# News & Current Events > World News & Affairs >  Fateful 2/13 Amiriyah shelter bombing, why it was never memorialized by US media?

## doodle

Does anyone know if US media memorialized killing of over 400 civilians on 2/13 like it did 7/11?
Reportedly, some of the 9/11 hijackers had visited this memorial site before 9/11.
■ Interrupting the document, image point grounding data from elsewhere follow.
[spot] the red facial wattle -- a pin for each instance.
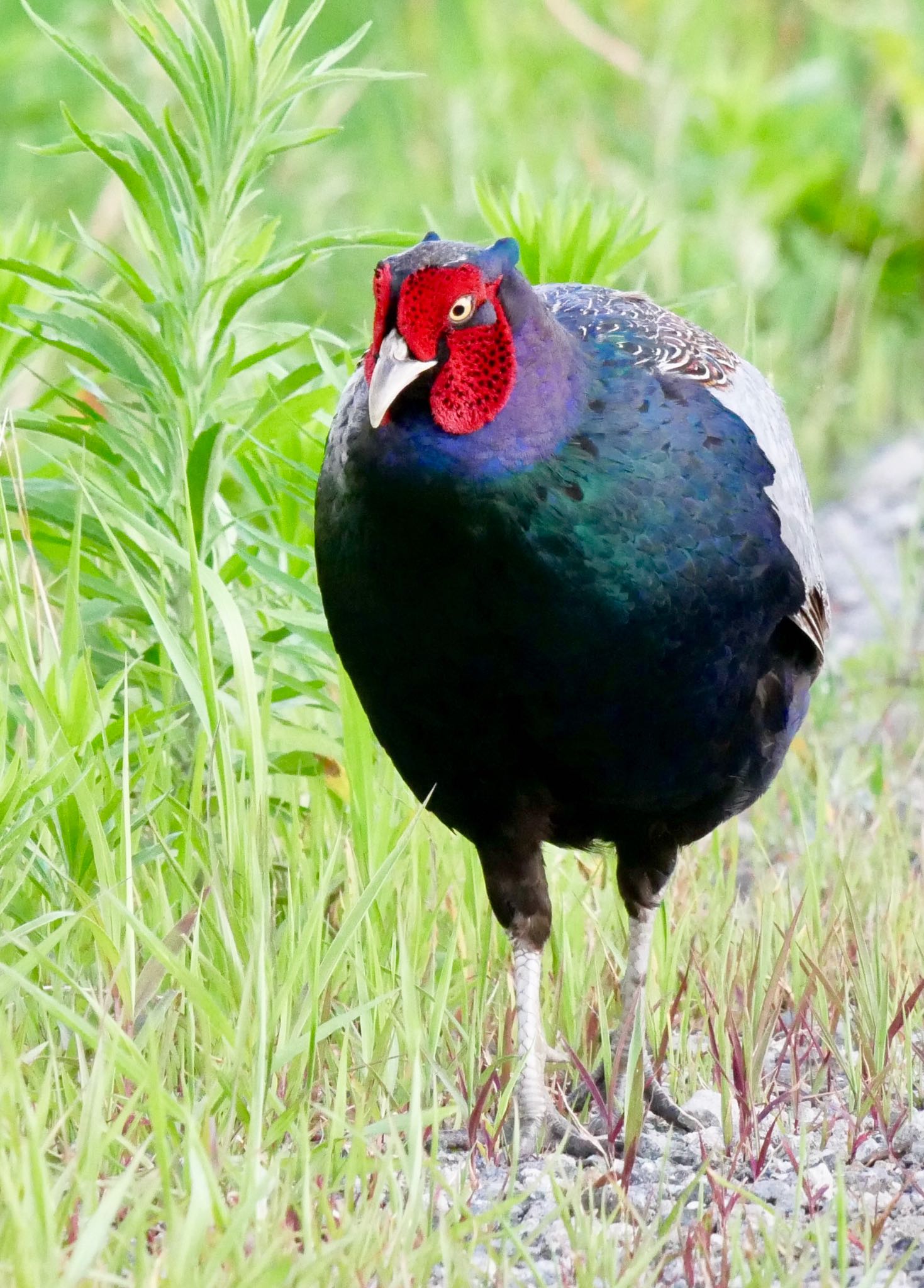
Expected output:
(479, 375)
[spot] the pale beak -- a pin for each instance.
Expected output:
(393, 371)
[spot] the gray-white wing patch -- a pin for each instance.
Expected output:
(750, 397)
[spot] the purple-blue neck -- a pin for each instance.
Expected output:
(540, 414)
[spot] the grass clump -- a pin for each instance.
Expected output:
(242, 974)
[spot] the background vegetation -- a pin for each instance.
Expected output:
(239, 973)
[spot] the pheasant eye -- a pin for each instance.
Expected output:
(463, 308)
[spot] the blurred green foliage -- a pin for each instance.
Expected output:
(776, 145)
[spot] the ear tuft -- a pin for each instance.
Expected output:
(500, 258)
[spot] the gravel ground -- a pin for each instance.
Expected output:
(866, 540)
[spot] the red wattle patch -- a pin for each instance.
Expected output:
(382, 290)
(479, 377)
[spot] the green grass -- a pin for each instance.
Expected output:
(242, 973)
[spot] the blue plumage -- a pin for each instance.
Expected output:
(580, 620)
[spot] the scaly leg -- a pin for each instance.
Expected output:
(647, 855)
(534, 1103)
(660, 1102)
(515, 876)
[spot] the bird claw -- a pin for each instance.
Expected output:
(660, 1104)
(574, 1139)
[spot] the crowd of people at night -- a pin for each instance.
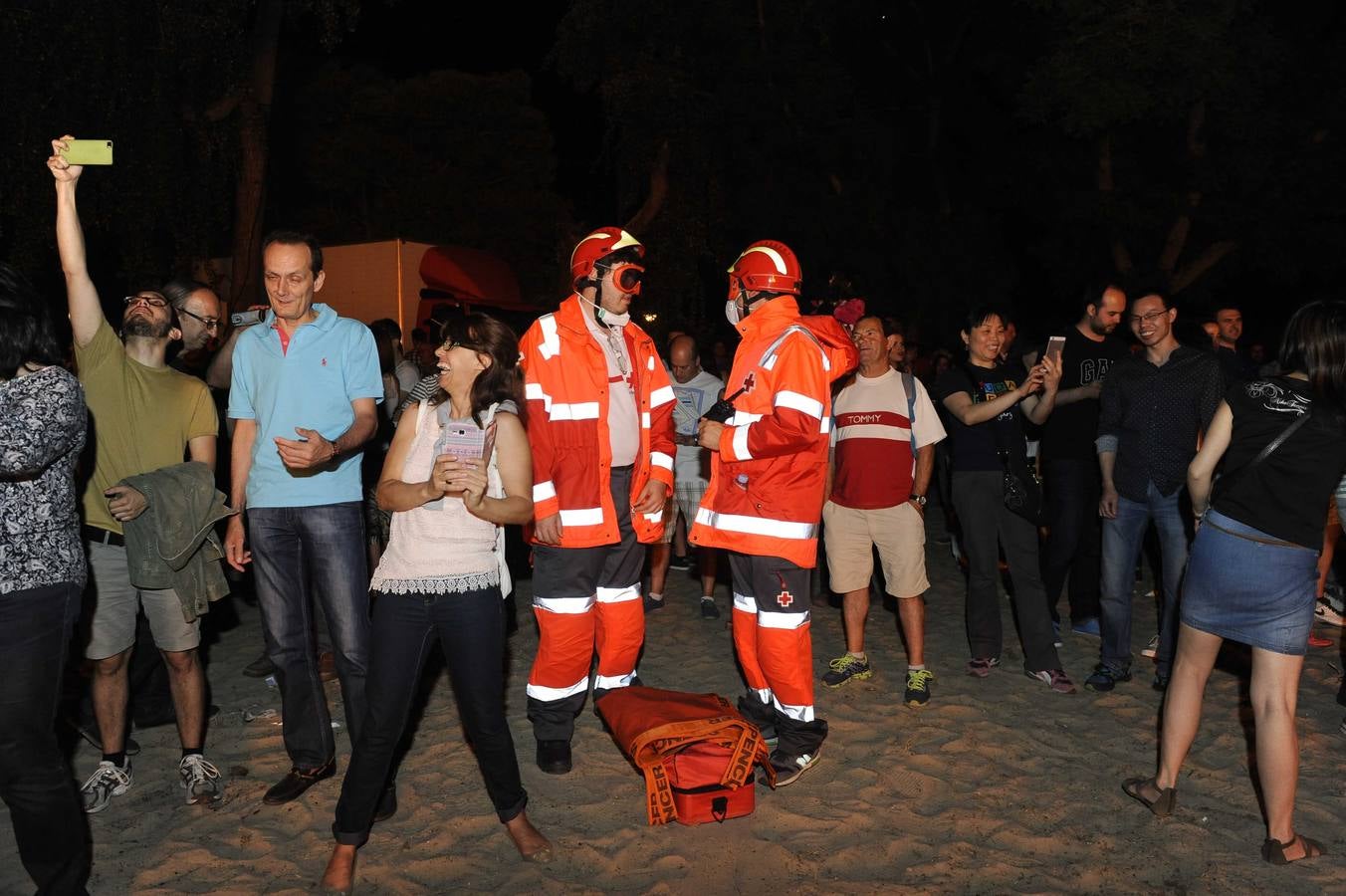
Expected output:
(365, 490)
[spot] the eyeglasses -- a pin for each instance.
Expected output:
(209, 324)
(153, 302)
(626, 276)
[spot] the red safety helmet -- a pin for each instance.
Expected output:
(765, 267)
(603, 242)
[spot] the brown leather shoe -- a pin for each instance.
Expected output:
(297, 781)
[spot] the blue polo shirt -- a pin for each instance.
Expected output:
(330, 362)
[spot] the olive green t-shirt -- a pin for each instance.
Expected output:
(141, 417)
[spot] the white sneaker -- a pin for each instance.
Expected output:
(1325, 613)
(107, 782)
(201, 781)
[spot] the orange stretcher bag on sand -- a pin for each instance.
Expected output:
(695, 751)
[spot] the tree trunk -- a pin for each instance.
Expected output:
(251, 187)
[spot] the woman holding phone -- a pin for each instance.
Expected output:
(986, 401)
(1253, 569)
(443, 576)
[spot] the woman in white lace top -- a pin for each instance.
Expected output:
(443, 577)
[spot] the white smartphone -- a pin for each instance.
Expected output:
(1055, 345)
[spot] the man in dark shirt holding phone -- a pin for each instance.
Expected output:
(1069, 459)
(1155, 406)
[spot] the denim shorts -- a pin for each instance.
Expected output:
(1242, 588)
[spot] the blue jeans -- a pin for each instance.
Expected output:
(35, 784)
(1121, 540)
(302, 554)
(471, 630)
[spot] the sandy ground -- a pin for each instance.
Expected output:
(998, 785)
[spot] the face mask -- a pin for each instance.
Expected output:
(607, 318)
(733, 311)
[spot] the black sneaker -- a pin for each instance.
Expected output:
(787, 769)
(918, 686)
(1104, 677)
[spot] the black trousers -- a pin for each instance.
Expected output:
(471, 628)
(1074, 544)
(49, 825)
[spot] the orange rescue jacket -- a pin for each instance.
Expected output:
(565, 386)
(768, 478)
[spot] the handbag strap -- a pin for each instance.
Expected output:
(1266, 451)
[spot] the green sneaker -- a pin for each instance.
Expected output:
(844, 669)
(918, 686)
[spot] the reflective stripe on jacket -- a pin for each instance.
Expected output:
(768, 478)
(565, 386)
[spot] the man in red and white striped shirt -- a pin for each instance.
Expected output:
(878, 474)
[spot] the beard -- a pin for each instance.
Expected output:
(144, 328)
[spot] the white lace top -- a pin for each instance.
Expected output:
(440, 548)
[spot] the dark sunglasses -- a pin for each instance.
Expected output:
(626, 276)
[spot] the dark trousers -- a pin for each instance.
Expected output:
(1074, 544)
(471, 628)
(320, 551)
(49, 825)
(987, 523)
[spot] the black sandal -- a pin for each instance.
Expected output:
(1273, 850)
(1162, 804)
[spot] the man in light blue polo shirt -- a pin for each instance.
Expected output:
(303, 400)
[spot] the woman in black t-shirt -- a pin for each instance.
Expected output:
(1252, 573)
(984, 401)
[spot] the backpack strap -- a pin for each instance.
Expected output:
(909, 385)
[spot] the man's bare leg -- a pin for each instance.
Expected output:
(911, 620)
(855, 611)
(111, 692)
(187, 684)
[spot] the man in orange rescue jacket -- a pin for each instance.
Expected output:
(766, 493)
(600, 425)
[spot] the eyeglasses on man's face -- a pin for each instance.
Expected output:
(209, 324)
(153, 302)
(1143, 319)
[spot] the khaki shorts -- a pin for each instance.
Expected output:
(684, 501)
(851, 535)
(113, 603)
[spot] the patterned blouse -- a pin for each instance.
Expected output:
(42, 432)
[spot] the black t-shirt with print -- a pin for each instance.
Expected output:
(1285, 495)
(975, 447)
(1071, 429)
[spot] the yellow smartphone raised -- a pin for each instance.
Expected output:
(88, 152)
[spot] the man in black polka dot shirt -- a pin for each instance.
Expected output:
(1154, 408)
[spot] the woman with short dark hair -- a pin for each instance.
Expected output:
(443, 577)
(1253, 567)
(986, 400)
(42, 574)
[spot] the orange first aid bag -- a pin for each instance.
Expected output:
(696, 753)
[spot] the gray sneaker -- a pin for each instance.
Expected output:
(107, 782)
(201, 781)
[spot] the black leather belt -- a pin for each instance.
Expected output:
(103, 536)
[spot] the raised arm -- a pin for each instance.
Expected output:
(81, 295)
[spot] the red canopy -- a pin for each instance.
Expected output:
(473, 276)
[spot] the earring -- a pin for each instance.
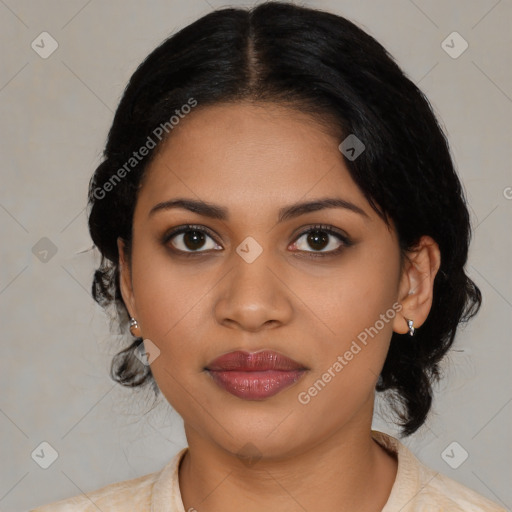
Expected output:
(133, 325)
(410, 325)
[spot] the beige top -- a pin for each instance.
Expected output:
(417, 488)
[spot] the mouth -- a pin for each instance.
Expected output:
(256, 375)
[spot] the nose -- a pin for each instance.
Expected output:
(253, 296)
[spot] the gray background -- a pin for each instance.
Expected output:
(55, 114)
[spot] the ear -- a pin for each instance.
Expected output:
(125, 280)
(417, 284)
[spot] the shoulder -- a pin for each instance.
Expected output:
(418, 488)
(134, 494)
(450, 495)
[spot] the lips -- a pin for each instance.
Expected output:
(256, 375)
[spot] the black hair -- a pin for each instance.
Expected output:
(323, 64)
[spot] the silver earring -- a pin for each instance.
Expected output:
(133, 325)
(410, 325)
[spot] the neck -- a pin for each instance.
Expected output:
(346, 471)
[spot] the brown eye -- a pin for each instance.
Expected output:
(191, 239)
(323, 240)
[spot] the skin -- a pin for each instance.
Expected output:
(254, 159)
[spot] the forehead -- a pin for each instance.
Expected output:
(246, 155)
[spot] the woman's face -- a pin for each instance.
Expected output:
(256, 280)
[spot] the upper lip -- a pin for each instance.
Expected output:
(254, 361)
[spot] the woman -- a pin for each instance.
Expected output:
(284, 232)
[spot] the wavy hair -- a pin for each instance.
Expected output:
(323, 64)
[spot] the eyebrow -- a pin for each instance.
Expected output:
(286, 213)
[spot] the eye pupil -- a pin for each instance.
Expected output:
(318, 237)
(191, 239)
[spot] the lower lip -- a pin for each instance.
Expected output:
(256, 385)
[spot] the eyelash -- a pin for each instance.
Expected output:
(346, 242)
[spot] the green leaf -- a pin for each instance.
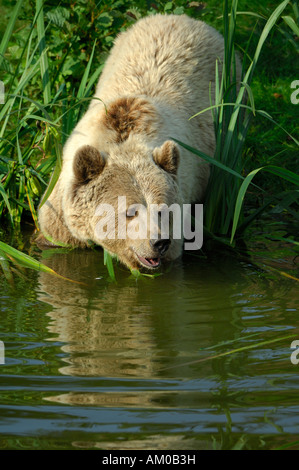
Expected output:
(44, 65)
(108, 261)
(104, 20)
(291, 23)
(27, 261)
(9, 29)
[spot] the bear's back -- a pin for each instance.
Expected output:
(167, 57)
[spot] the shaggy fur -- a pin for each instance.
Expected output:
(158, 74)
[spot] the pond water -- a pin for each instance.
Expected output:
(131, 365)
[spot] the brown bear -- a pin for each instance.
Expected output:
(121, 159)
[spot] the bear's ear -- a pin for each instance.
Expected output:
(167, 157)
(88, 163)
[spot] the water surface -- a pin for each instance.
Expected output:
(95, 364)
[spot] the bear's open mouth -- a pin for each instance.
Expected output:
(152, 263)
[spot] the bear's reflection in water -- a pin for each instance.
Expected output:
(106, 331)
(129, 330)
(134, 328)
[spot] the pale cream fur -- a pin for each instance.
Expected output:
(168, 61)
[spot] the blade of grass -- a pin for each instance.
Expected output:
(9, 29)
(108, 262)
(233, 351)
(27, 261)
(44, 65)
(278, 171)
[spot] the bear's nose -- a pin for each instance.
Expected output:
(161, 245)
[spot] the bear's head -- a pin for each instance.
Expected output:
(127, 201)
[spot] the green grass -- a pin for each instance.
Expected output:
(51, 62)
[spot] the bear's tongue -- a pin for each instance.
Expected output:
(150, 262)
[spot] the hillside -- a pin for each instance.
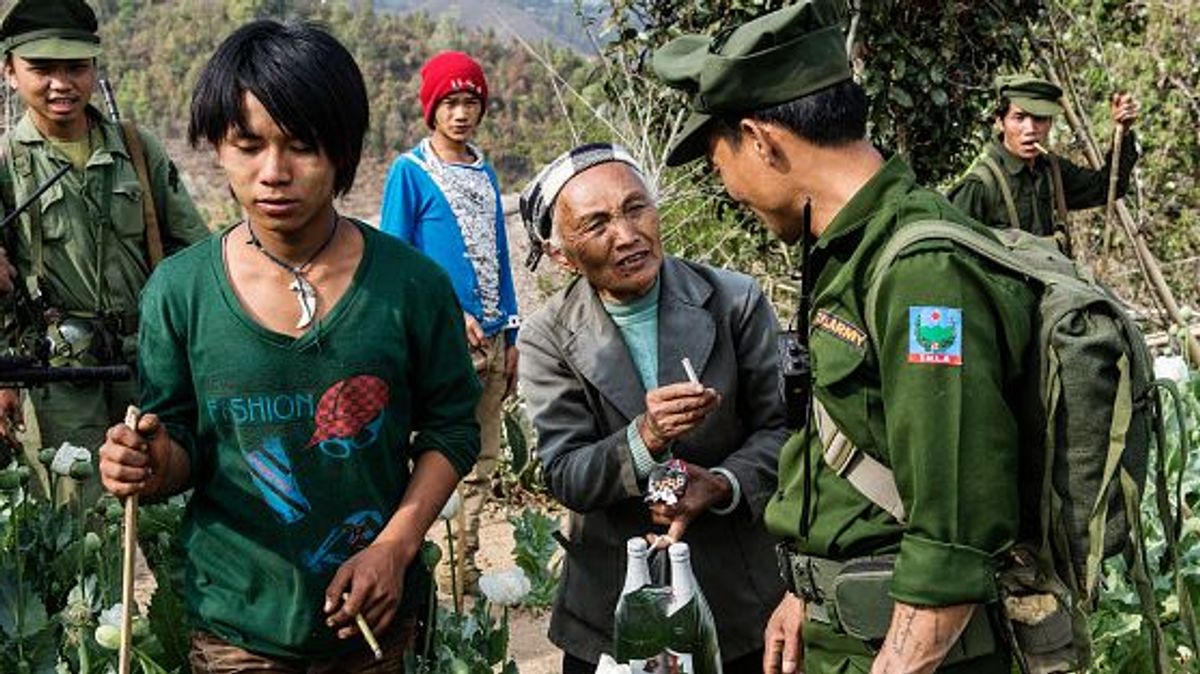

> *Amiriyah shelter bombing*
> 
> The Amiriyah shelter bombing[1] or Amiriyah shelter massacre[2] was an aerial attack that killed more than 408 civilians[3] on February 13, 1991 during the Gulf War, when an air-raid shelter ("Public Shelter No. 25"), also referred to as the Al Firdos C3 bunker by the U.S. military, in the Amiriyah neighborhood of Baghdad, Iraq was destroyed by the USAF with two laser-guided "smart bombs".[4]
> 
> According to U.S. government sources,[which?] the attack was based on signals and human intelligence reports suggesting the bunker was a military command site. The shelter was used in the Iran–Iraq War and the Persian Gulf War by hundreds of civilians.
> 
> *Bombing*
> 
> At 4:30 am the morning of 13 February, two F-117 stealth fighter/bombers each dropped a 2,000 pound GBU-27 laser-guided bomb on the shelter. The first cut through ten feet of reinforced concrete before a time-delayed fuse exploded. Minutes later the second bomb followed the path cut by the first bomb.[6] People staying in the upper level were incinerated by heat, while boiling water from the shelter's water tank killed those below.[7]
> ...


http://en.wikipedia.org/wiki/Amiriya...te_note-BBC-11



Some 9/11 victims families had visited the memorial before Iraq war start:




> *9-11 FAMILIES IN IRAQ Visit bombed shelter on 6-day peace mission*
> 
> By GREG GITTRICH DAILY NEWS STAFF WRITER With News Wire Services
> 
> Thursday, January 9th 2003, 7:35AM
> 
> As U.S. troops massed in the region, relatives of victims of the Sept. 11 attacks visited a Baghdad shelter bombed during the Gulf War and sang songs of peace with Iraqi children yesterday.
> 
> "Suffering is universal," said Kristina Olsen, 44, a nurse from Massachusetts whose sister was aboard one of the hijacked jets that exploded into the World Trade Center. "It connects us, and we've bonded together in that suffering."
> ...



http://www.nydailynews.com/archives/...aq__visit.html

----------